Composability: What It Is and Why It Matters

Composability: What It Is and Why It Matters

Takeaways and advice for the enterprise drawn from our Composability Made Easy webinar. 

What is composability?

From ecommerce platform integration to enabling government digital services, composability is a software development approach where systems are assembled from modular components, which can be easily replaced, adjusted, or upgraded without affecting the overall system architecture. 

Think of it as building systems with LEGO bricks, mixing and matching different pieces to create a masterpiece, without having to tear down the whole structure. Or playing Jenga with tech, without the anxiety of everything toppling over.

How composability works

Composable architecture utilizes multiple independent systems with clearly defined interfaces to create one cohesive system. Each component has a distinct purpose and connects with other components through an API.

Composability stands in stark contrast to traditional monolithic martech architectures, where an organization must take every component “off the shelf” from a single vendor. 

Benefits of composability

The primary benefit of adopting a composable approach is giving an organization the ability to rapidly innovate and differentiate in the marketplace. And the flexibility to integrate different services and systems seamlessly and efficiently is the catalyst. 

This modular flexibility allows businesses to select only the elements they need—e.g., choosing “best of breed” technologies such as CMS and ecommerce platforms—without the constraints of a single, monolithic system. The loosely coupled nature of composable systems makes it easier for businesses to upgrade and scale their systems, improving operational performance. 

And because organizations can adopt new technologies or processes incrementally, they can minimize downtime and the potential for disruption.

When should you adopt composability up front?

It depends.

Composable architecture is more than just technology integration. It’s about aligning technology adoption with strategic, long-term business operations and needs. This approach enables businesses and organizations to remain agile, responsive, and competitive in rapidly changing market environments.

But is composability necessary for every business?

According to Forrester Research, it comes down to “non-differentiated” and “differentiated” digital strategies.

Non-differentiated digital strategies

For businesses where digital interaction isn’t a primary differentiator in the marketplace, opting for a robust and complex composable architecture might be an overinvestment—when simply being on parity with everyone else suffices. 

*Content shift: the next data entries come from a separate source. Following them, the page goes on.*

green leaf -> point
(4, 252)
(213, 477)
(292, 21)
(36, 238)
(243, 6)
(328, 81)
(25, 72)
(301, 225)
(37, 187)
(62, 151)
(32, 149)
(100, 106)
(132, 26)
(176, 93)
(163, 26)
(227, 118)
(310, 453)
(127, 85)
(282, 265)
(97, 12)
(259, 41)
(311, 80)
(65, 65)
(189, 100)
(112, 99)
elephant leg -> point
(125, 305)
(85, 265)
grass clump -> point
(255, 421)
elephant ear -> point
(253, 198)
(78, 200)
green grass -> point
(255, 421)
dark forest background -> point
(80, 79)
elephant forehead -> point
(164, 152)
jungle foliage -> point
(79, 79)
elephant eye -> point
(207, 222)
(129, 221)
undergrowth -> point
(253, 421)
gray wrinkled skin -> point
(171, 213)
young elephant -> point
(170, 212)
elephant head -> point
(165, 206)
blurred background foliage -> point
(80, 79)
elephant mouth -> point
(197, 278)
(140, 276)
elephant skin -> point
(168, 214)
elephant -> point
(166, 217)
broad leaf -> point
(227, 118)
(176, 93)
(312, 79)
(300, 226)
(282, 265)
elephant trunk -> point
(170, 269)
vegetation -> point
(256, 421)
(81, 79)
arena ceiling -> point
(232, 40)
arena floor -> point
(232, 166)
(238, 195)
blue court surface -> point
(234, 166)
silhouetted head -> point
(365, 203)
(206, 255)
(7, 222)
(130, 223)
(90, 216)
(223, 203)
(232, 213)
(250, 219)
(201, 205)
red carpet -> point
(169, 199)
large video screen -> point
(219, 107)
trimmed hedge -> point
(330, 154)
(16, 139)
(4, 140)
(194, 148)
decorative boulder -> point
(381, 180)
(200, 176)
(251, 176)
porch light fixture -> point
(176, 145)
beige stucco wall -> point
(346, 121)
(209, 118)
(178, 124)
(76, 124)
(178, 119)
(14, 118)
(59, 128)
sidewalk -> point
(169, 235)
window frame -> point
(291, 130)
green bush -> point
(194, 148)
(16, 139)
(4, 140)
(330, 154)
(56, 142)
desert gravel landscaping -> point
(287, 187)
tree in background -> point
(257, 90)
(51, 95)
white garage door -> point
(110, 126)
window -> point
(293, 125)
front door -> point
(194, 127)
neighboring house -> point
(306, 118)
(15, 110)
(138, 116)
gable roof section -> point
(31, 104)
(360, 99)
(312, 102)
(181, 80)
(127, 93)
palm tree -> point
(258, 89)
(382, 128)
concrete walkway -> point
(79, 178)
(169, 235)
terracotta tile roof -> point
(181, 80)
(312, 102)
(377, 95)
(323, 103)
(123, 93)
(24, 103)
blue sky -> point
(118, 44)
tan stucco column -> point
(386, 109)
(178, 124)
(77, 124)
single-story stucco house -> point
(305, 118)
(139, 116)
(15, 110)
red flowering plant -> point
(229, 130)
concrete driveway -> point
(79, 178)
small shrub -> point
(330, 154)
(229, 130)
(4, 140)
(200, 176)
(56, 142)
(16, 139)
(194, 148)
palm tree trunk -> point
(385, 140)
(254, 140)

Consider booking flights or ordering restaurant delivery. No one chooses an airline based on how flashy their online ticketing system is—it’s the flying experience, price, or destination that counts. Similarly, who picks a restaurant based on how unique their ordering interface is? It’s the food, price, or location. On the flipside, for delivery apps like DoorDash, Postmates, Uber Eats, etc., the digital experience does matter—they don’t make the food but you can often get it from competing digital services.

Differentiated digital strategies

Organizations looking to establish themselves in the marketplace by offering unique customer digital experiences, rapid innovation, or tailored services can benefit greatly from composability. 

Such flexibility to exchange and enhance components can be vital in maintaining a competitive edge and keeping up with ever-changing market demands and trends.

So, who‌ should be using a composable architecture?

To date, composability has been more popular in the ecommerce space. But it has strong potential for broader application across B2B, governmental, and other sectors.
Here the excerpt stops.